Originally posted on In These Times
Last month public health advocates and researchers from around the world convened at the International AIDS Conference in Washington, D.C. to discuss the state of the crisis. But many of the communities most affected were not in the room. Some, like sex workers, were explicitly barred from entering the country. Others were excluded by their economic and political circumstances. Far from the conference, the country’s farms are quietly stalked by the HIV/AIDS epidemic, but struggling migrant farmworkers may not realize they’re at risk until it’s too late.
HIV is one of a myriad of health issues facing migrant farmworkers, but it’s unique in that so little is known about the scope of the problem. Farmworkers are typically cut off from regular social welfare programs and lack insurance, and there are deep gaps in research about HIV prevalence in this population.
Access to healthcare is virtually out of reach for workers tied down by systemic exploitation. The most marginalized farmworkers, the vast majority of them Latino, face high risks of job-related illnesses and injury, abusive working conditions and, frequently, sexual violence against women.
The most recent research that focuses specifically on farmworkers and HIV is alarming, but sparse. A Centers for Disease Control investigation of about 300 farmworkers in Immokalee, Florida, (an area notorious for labor exploitation on tomato farming operations), found a prevalence rate of 5 percent. Other studies have found rates ranging from less than half a percent to 13 percent. Overall, the new HIV infection rates for Latino men and women are especially high compared to those for the white population. The bottom line is that there is a dire need for more in-depth research.
Underlying all of these risks for sexual health are poor living conditions that many Americans would be shocked to encounter in this country. The advocacy group Migrant Health Promotion reports:
Conditions such as tuberculosis, malnutrition, parasitic diseases and scarlet fever occur more frequently among farmworkers than among the general United States population. Poor dental health, substance abuse, mental health problems, domestic violence, diabetes and hypertension are also prevalent among farmworkers.
When even the most basic health resources are out of reach, sensitive issues like sexually transmitted diseases–which are typically shrouded in stigma and misinformation even among more stable or affluent populations–may well remain buried under the everyday struggles with poverty and social isolation. Farmworker Justice, an organization that provides outreach and prevention programs for workers, points out that many social barriers to healthcare are aggravated by a hostile social climate of anti-immigrant crackdowns.
According to Farmworker Justice, the nature of migrant farmwork exposes them to acute risks. In addition to social risk factors like depression, there appears to be a relatively low rate of condom use among both men and women.
An analysis by the National Center for Farmworker Health (NCFH) notes that a study of male migrant farmworkers in San Diego “found that 70 percent of sexually active farmworkers reported sex with a sex worker, of which only 23 percent reported using condoms.” Similarly, a 2003 study of Mexican migrant women “found that of respondents who had two or more sexual partners, only 25 percent reported using a condom during sex.”

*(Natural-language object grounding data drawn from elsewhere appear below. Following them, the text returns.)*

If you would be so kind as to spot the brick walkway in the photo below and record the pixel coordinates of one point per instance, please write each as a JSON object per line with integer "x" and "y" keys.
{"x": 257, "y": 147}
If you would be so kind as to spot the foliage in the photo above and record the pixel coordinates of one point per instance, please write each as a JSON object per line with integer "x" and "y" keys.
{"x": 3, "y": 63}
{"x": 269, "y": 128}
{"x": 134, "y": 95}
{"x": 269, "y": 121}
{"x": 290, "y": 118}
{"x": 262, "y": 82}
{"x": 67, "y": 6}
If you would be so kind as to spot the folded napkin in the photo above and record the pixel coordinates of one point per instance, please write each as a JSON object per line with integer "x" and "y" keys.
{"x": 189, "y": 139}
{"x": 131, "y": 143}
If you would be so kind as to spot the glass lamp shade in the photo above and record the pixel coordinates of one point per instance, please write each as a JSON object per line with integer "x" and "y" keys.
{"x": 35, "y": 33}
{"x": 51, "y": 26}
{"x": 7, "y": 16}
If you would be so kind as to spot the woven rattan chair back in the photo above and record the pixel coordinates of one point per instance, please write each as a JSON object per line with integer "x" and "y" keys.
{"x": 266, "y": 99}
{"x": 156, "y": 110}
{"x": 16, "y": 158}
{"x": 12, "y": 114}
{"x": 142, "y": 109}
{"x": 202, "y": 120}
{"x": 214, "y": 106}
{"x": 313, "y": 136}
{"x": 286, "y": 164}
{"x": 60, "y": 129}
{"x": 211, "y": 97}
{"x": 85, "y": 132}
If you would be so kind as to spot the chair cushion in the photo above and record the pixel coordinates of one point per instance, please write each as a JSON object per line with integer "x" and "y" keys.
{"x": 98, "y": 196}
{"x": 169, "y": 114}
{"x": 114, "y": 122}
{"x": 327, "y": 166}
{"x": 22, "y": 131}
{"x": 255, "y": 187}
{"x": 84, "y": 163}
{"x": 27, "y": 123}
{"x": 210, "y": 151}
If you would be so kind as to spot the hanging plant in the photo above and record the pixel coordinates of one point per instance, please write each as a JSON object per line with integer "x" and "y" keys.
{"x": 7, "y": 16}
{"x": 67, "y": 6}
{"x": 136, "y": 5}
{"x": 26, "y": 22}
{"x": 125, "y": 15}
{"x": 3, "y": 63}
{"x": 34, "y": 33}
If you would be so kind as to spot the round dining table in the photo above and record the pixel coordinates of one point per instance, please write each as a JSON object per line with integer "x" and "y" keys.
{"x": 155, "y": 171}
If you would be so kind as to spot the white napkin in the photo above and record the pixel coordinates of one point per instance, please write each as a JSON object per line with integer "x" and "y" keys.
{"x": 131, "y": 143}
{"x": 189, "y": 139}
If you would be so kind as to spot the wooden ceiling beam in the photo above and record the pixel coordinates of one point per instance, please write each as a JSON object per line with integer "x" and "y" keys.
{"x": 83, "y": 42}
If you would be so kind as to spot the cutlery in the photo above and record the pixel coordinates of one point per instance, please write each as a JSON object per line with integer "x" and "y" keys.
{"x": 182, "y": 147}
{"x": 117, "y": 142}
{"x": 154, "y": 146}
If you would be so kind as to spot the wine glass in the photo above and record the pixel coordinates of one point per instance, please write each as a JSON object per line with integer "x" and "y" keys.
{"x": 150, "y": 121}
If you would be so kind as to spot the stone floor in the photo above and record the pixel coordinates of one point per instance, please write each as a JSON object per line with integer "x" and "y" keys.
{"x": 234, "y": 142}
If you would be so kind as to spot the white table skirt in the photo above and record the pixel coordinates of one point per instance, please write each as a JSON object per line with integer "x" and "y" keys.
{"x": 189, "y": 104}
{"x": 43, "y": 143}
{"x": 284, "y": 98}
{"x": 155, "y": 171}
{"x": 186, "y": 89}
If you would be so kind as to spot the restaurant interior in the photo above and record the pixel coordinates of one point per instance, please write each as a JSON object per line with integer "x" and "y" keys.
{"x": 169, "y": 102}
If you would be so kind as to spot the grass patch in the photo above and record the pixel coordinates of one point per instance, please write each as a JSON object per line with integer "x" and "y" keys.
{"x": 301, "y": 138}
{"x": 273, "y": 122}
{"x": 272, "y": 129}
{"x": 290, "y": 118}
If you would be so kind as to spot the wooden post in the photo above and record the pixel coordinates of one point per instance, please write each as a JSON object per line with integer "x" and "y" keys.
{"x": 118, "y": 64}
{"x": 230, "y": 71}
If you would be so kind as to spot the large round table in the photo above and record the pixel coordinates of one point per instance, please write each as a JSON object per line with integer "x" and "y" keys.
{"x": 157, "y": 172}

Moreover, risky sexual behavior is linked to patterns of mobility and separation of couples that are endemic to migrant farmwork. The NCFH notes that there may be a link between HIV infection of migrants, return border-crossings, and rising infection rates in Mexico.
Exposure to HIV may also be heightened by stigma and lack of awareness. A 2007 study of farmworkers in New York revealed widespread misconceptions about HIV risk, with about a third saying they thought “HIV is no longer a serious problem in the United States.”
In a correspondence with ITT, Jessica Felix-Romero, director of communications at Farmworker Justice, says that even if infected farmworkers have been diagnosed with HIV, they may find it extremely difficult to cope with medical needs due to their high mobility:
Farmworkers can face serious challenges in getting access to the continuous care needed in managing the disease. They contend with non-traditional work hours, transportation difficulties getting to services from isolated rural zones, and affording or consistently receiving treatment medications especially if they migrate to follow different crops around a particular region or across the country.
Given the volatile and hostile tone of the U.S. immigration debate, it’s important to approach this from a public health standpoint. While fear of “disease” is often invoked in racist nativist arguments, those stereotypes severely distort the real picture of HIV as a transnational public health crisis.
The banishment of certain activists from the International AIDS Conference reflects how fear-driven discrimination can shape immigration barriers (a blanket ban on immigrants with HIV/AIDS was only recently repealed). The same tensions drive the marginalization of immigrants in the United States. The public health ramifications of migration need to be understood not in terms of exclusion but inclusion, involving all the communities where migrants live, work, return to or resettle.
Over the past generation, advances in addressing the HIV/AIDS epidemic have come through shifting toward a more global, holistic approach to public health. But that response still hasn’t reached people at the margins of the crisis, because their health risks reflect an underlying malady of social exclusion.